Procurar entender o processo da construção do conhecimento escolar é objetivo de muitos


pesquisadores, mas principalmente daqueles que acreditam no papel fundamental do ensino
em sala de aula e por isso mesmo querem conhecer melhor a relação entre o ensinar e o
aprender.

Saber o ‘como’ e o ‘quando’, por exemplo, uma aula de laboratório ou uma atividade de
história da ciência auxilia os alunos na construção dos conhecimentos escolares
(conceituais, atitudinais e processuais) e saber ‘como’ e ‘quando’ a intervenção do
professor, a proposta de uma discussão ou a interação entre os alunos ajuda nessa
construção são questões importantes para entendermos como o conhecimento em
construção é realizado no dia a dia das salas de aula.

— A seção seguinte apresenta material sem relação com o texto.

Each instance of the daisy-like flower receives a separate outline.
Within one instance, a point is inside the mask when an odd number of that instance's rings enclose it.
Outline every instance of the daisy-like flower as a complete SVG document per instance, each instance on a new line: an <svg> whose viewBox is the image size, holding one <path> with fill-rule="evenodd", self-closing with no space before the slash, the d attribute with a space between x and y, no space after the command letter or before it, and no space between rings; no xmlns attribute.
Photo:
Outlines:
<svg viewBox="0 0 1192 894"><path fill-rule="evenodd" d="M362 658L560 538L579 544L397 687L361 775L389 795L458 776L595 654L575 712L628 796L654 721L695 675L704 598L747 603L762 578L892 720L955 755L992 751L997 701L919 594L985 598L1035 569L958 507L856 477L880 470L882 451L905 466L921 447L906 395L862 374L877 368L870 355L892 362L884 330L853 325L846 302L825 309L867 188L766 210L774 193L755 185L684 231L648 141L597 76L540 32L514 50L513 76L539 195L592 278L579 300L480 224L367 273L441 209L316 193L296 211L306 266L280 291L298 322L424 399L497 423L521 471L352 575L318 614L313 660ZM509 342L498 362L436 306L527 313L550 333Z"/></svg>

As pesquisas já realizadas sobre as concepções espontâneas de alunos e professores e as


visões destes sobre ciências e ensino de ciências trouxeram um maior entendimento para as
análises das interações que ocorrem nas salas de aula e são conhecimento básico para as
pesquisas que procuram entender a relação entre o ensino e a aprendizagem, entretanto o
que agora procuramos é entender como esses fatores influenciam no desenvolvimento do
ensino e na aprendizagem dos alunos.

Essas pesquisas, que procuram estudar os processos de ensino e de aprendizagem e que


buscam seus dados nas salas de aulas das escolas da comunidade são, algumas vezes,
bastante demoradas, pois tem de obedecer ao tempo do ensino real, com todas as
implicações da comunidade escolar. Por outro lado grande parte de nossas investigações é
orientada para serem realizadas por mestrandos e/ou doutorandos que têm tempo limitado
para a execução das mesmas. Entretanto essa dicotomia temporal pode facilmente ser
enfrentada se organizarmos projetos integrados nos grupos de pesquisas, proposta essa
muito semelhante a que encontramos nos laboratórios científicos, fazendo com que a
gravação de uma mesma aula ou uma mesma seqüência didática possa ser analisada por
diferentes pontos de vistas teóricos.